Aklım eğlenceden uzak bir köy merasiminin bayat müziğine eşlik ederken elinde saatler tuttuğu son kadehi yudumladı. Ağır ağır doğruluğu sandalyeden kalkarken sendelemesini görür görmez yanına fırladım. Bu kez çok da acele etmeden yavaşça adımladım onunla yolu. Arabaya yaklaştığımız vakit yeni kendine gelir olmuştu. Buna rağmen ağır cüssesini arka koltuğa uzatırken bileğimi incittim. Oysa tüm bunların farkına varsa utançtan kızaran elmacık kemikleri sağlam bir özürle dahi normale dönmezdi. Eski bir model olduğunu yeni yeni farkettiğim arabanın kapısını hafiften kındırık bıraktım. Muhtemelen köyün delikanlılarından zor bela ödünç alabilmişti. Tüm bunları bilmek ayrı yük olsa da geriye dönmedim.
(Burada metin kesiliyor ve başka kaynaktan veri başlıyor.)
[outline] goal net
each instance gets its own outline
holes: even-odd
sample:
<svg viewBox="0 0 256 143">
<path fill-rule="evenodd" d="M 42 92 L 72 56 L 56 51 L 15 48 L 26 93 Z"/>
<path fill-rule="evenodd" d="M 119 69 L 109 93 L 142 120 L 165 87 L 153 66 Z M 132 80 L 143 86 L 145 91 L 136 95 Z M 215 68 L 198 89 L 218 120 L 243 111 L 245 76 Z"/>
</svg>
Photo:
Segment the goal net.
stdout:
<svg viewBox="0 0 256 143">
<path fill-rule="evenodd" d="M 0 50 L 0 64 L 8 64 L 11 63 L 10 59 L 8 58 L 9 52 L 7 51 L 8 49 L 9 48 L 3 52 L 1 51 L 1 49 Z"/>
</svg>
Sabaha karşı tanın doğuşunu izlemek için tuttuğum eve pekte yakın olmayan tenha kayıkhanede indim araçtan. Başlarda tedirgin olsamda yolun hemen altındaki telefon kulübeleri beni rahatlatmaya yetti. Aşağı doğru inen dik merdiven basamaklarını takip etmek o ilk denize inişimi anımsattı.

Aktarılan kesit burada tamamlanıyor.